Die kleine Schwester der U-Bahn
S-Bahn. Die Gesamtsperre der S-Bahn-Stammstrecke zwischen Floridsdorf und Praterstern um das Osterwochenende rückt die Schnellbahn in den Vordergrund. Im Gegensatz zur U-Bahn muss man bei ihr ein bisschen mehr mitdenken.
Die S-Bahn rückt in den kommenden Tagen wegen einer großen Baustelle in den Blickpunkt.

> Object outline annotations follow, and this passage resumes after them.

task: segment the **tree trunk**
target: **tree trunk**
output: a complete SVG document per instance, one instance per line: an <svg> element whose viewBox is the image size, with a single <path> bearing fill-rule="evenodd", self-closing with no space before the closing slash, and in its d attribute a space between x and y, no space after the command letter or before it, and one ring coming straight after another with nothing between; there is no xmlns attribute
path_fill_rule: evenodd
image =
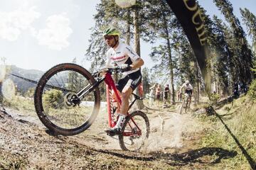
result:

Wien. Ein Rückgrat in Wiens öffentlichem Verkehr fällt weg, wenn am Freitag die S-Bahn-Stammstrecke zwischen Floridsdorf und Praterstern für beinahe fünf Tage nicht befahren wird. Autobusse sollen einspringen, die Wiener Linien anerkennen auf einigen Teilstücken die ÖBB-Fahrscheine, um die Lücke zu füllen.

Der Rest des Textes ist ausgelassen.